MaggieDog was just SURE I would drop that bird for her!


Finally ready for a quick scalding bath to loosen those final feathers
Nearly ready for his hot bath
Once we'd managed to remove the majority of the feathers from our bird, we gave it a 15 to 20 second dip into water which had 3 to 5 drops of dish soap added and had been brought to a low boil.

Why dish soap? It helps to cut the oils that coat the feathers, making them just a tad easier to pull. It doesn't take long, and you don't want your bird to soak; just a fast in and out, no more than 30 seconds tops, and then those last few feathers (while wet and pretty much useless for any "projects" you might have in mind) will slide out much easier.

At the point where the feathers are removed, fluffy stuff and all, gutting it is just like you would with any small game, as is removing the feet.

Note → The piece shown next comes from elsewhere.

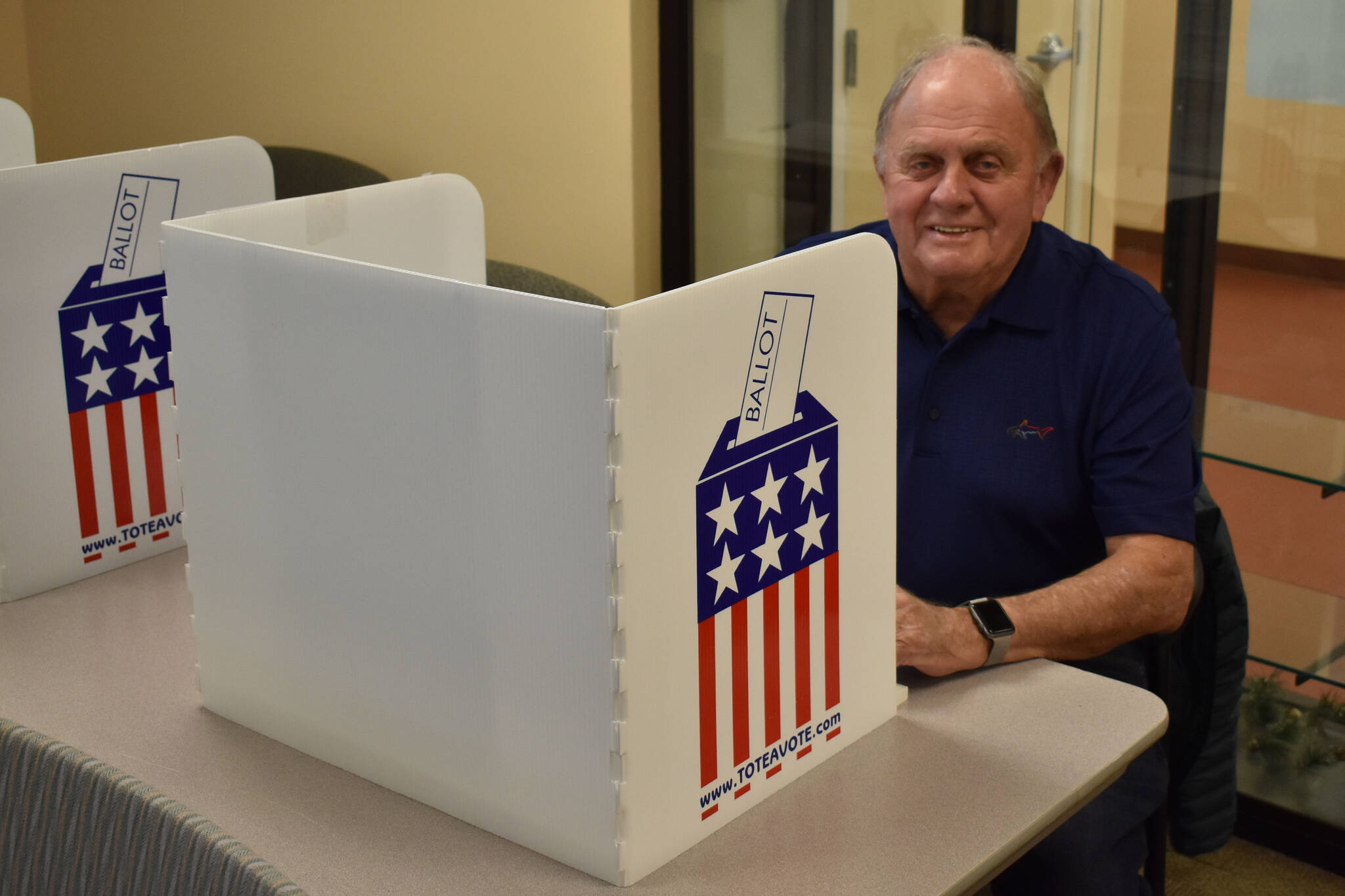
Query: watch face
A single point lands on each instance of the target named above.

When dealing with fowl, feet can actually be stewed and eaten, though it is an acquired taste.
Daffy in all his tasty glory!
We wrapped him up in aluminum foil, along with a bit of salt and pepper and sliced garlic, dried mission figs, and onion, then tossed him on the grill over our camp fire. He'd been feeding on acorns for a while, so he was incredibly tasty - his diet left a wonderfully rich sweetness to the meat. Of course, taking a bite out of something that tried to bite me might have had as much to do with it!

Practice your skills, folks. I can't stress that enough. When you're facing a situation where you can't simply run down to the neighborhood grocery or the fast food place around the corner is not the time to realize that you're clueless about feeding yourself and your tribe.